Décrisper. Le président de la République élu en 1974 souhaite « décrisper la société française ». Parmi les sujets nécessitant une nouvelle approche figure la décentralisation, qui vit pour l’essentiel au rythme d’une législation datant de 1871 pour les départements et de 1884 pour les communes. Le constat, tout d’abord, résume en termes sévères une situation que, à gauche comme à droite, tous les connaisseurs de la vie locale s’accordent à considérer comme critique. « L’État est englué dans mille tâches, » peut-on y lire. « L’administration confinée et lointaine, la démocratie en question : à côté de bien des points forts dans notre vie locale, nous sentons là des manques et des menaces graves. Or, on le voit immédiatement, elles ont une commune origine : le déséquilibre entre les responsabilités assumées par l’État et celles qui sont laissées à l’exercice d’autorités locales élues. »
Réformer (avant l’heure). Pour Olivier Guichard, qui est aussi le père de la DATAR, l’essentiel est alors d’imaginer « une autre façon de s’administrer », en forgeant les moyens de réaliser « toute la décentralisation possible », mais sans pour autant démanteler l’État. Pour atteindre cet objectif, les experts de la commission qu’il préside réfléchissent à l’exercice de pouvoirs réels en raison de l’éparpillement de communes dont près de 30.000 sur 37.000 comptent moins de 1 000 habitants. En outre, les nouveaux objectifs de participation des citoyens aux décisions sont nécessaires. Le rapport contient également des propositions novatrices en matière de libertés locales, avec la substitution du contrôle de légalité à la tutelle, une réforme des finances locales, la création de communautés de villes et l’augmentation forte du nombre de communautés urbaines.

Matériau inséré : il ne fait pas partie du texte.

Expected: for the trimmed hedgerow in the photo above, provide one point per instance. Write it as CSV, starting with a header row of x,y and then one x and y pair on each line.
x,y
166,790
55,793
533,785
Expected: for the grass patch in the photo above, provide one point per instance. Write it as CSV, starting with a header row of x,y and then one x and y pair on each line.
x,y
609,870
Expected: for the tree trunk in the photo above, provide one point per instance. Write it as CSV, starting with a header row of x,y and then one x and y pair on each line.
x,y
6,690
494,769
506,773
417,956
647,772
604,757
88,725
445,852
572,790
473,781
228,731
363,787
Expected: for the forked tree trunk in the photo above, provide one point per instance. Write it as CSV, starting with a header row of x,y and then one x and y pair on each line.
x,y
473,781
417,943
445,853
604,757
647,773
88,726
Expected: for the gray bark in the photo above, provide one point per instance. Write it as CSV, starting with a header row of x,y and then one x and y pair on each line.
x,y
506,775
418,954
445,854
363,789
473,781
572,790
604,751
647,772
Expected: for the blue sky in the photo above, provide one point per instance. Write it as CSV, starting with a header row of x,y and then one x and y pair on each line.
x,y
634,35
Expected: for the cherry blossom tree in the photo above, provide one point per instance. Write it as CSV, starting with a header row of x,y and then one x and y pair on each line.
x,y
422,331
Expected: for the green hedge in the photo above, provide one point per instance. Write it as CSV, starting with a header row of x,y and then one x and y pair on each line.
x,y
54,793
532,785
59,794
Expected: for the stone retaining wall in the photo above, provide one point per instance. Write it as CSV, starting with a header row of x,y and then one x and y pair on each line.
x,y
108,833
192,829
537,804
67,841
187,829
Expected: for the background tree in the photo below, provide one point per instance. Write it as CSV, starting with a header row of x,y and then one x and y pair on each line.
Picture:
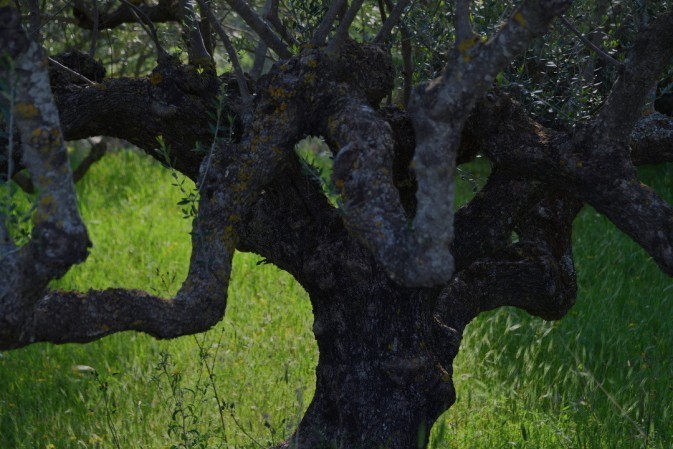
x,y
394,275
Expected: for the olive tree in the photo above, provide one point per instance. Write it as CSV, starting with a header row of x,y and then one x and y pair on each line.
x,y
394,273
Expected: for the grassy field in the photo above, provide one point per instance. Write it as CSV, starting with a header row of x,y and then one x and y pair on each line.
x,y
600,378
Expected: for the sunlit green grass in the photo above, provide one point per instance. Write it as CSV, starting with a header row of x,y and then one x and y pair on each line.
x,y
600,378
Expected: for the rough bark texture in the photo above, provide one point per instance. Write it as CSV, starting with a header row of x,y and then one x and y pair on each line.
x,y
394,276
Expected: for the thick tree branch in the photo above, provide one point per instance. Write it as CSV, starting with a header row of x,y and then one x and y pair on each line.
x,y
196,49
439,113
341,33
260,27
274,19
59,238
651,53
391,21
246,97
163,11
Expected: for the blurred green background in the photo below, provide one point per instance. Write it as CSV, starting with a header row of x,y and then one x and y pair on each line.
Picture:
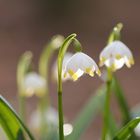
x,y
30,24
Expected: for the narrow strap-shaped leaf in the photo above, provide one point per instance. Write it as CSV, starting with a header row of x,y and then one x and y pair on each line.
x,y
127,130
121,100
11,123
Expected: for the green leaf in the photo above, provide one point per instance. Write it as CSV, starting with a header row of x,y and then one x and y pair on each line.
x,y
88,113
11,123
121,100
127,130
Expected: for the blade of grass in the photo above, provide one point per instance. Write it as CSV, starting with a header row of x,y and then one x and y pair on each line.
x,y
126,132
11,123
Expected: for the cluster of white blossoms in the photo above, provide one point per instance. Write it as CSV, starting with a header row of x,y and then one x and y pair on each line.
x,y
67,56
115,55
79,64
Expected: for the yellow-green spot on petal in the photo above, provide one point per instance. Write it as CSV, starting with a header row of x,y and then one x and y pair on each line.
x,y
131,60
118,56
89,71
102,60
98,72
73,75
113,67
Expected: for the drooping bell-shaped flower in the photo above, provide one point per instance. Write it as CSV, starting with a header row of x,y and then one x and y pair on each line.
x,y
79,64
67,56
115,55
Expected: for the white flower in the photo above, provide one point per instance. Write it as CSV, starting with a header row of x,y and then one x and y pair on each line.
x,y
137,130
34,83
55,71
79,64
115,55
57,41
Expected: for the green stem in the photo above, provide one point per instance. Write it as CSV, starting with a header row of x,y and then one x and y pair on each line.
x,y
61,54
61,122
107,106
22,107
44,102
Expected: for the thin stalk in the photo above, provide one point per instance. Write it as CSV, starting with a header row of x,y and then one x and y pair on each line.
x,y
107,106
22,107
61,54
44,61
61,121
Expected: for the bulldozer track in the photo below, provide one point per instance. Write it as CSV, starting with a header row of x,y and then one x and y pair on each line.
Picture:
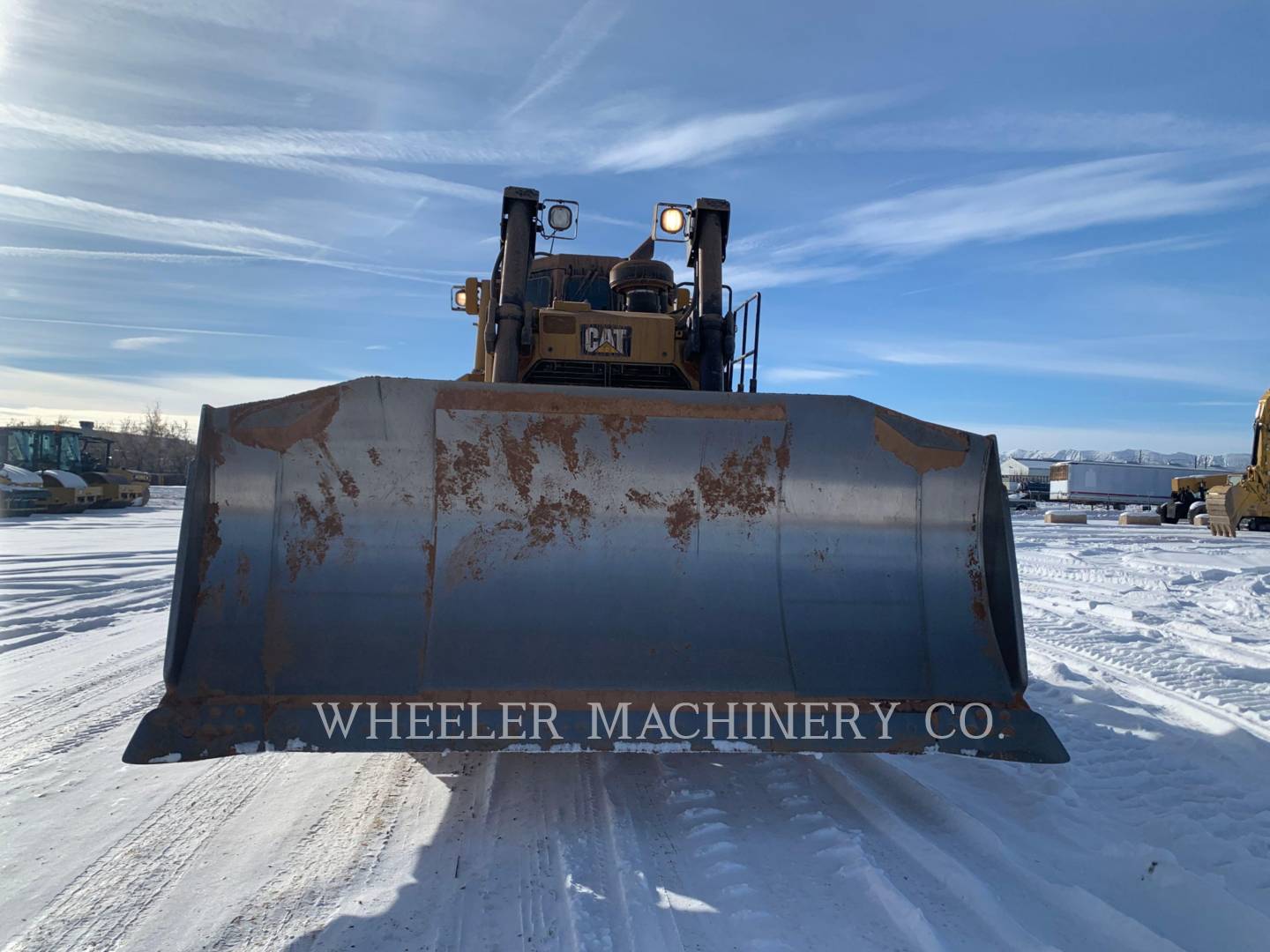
x,y
72,698
1174,671
342,845
81,729
97,911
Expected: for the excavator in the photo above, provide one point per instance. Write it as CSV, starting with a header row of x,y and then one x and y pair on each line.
x,y
1244,504
601,537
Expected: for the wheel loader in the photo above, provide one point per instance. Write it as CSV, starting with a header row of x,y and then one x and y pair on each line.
x,y
54,453
1244,504
602,537
22,492
75,466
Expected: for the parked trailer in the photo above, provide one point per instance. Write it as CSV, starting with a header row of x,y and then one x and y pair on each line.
x,y
1116,484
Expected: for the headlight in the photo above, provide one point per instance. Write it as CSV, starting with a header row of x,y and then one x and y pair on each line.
x,y
560,217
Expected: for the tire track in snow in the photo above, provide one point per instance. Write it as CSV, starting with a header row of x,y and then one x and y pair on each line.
x,y
28,710
758,857
978,876
537,861
100,908
1169,669
79,730
340,847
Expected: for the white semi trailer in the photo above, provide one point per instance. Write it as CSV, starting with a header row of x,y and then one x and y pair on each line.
x,y
1128,484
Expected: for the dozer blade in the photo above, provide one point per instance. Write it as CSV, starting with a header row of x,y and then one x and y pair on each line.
x,y
410,565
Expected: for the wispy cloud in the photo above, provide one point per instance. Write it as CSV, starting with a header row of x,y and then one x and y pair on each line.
x,y
26,392
141,343
72,213
1058,132
138,257
1025,205
1094,256
585,31
710,138
1214,403
771,274
1076,358
811,375
74,323
306,152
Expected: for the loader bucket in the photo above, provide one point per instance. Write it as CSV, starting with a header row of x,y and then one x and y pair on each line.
x,y
421,565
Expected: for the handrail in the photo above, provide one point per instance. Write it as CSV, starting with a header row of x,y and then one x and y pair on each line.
x,y
747,353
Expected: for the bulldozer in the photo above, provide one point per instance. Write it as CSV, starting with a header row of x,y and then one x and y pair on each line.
x,y
601,537
1244,502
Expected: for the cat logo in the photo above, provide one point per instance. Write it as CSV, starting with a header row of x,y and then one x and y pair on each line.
x,y
605,340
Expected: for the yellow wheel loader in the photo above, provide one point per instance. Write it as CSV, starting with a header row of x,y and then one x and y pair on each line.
x,y
56,458
22,492
75,467
1244,504
602,537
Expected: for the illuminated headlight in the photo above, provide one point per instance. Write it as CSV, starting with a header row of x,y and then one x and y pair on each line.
x,y
560,217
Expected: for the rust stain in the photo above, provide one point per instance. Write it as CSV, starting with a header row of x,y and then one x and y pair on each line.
x,y
211,539
213,596
741,485
546,518
644,501
465,560
683,518
460,473
280,424
276,652
782,450
620,429
921,457
560,432
348,485
213,444
430,551
497,400
326,524
978,602
243,574
521,458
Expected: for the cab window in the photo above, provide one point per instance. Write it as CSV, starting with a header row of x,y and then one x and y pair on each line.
x,y
591,287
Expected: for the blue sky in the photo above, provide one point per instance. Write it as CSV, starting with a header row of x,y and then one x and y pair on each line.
x,y
1047,221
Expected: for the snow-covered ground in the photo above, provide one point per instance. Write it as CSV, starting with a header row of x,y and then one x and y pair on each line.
x,y
1149,651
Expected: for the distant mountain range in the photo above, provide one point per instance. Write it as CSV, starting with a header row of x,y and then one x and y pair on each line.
x,y
1221,461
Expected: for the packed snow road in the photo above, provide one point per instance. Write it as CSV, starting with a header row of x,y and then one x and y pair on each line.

Anticiper. Quelques semaines après la remise du rapport, le Président de la République écrit à l’ensemble des maires pour leur annoncer la tenue prochaine d’un débat national sur les réformes locales. Mais, en réalité, ce débat n’aura pas lieu. Toutefois, lles propositions du volumineux rapport Guichard serviront de base à l’élaboration des mesures de la fin du septennat, telle que le libre vote des taux, mais aussi de la préparation de la réforme conduite par Gaston Defferre à l’été 1981.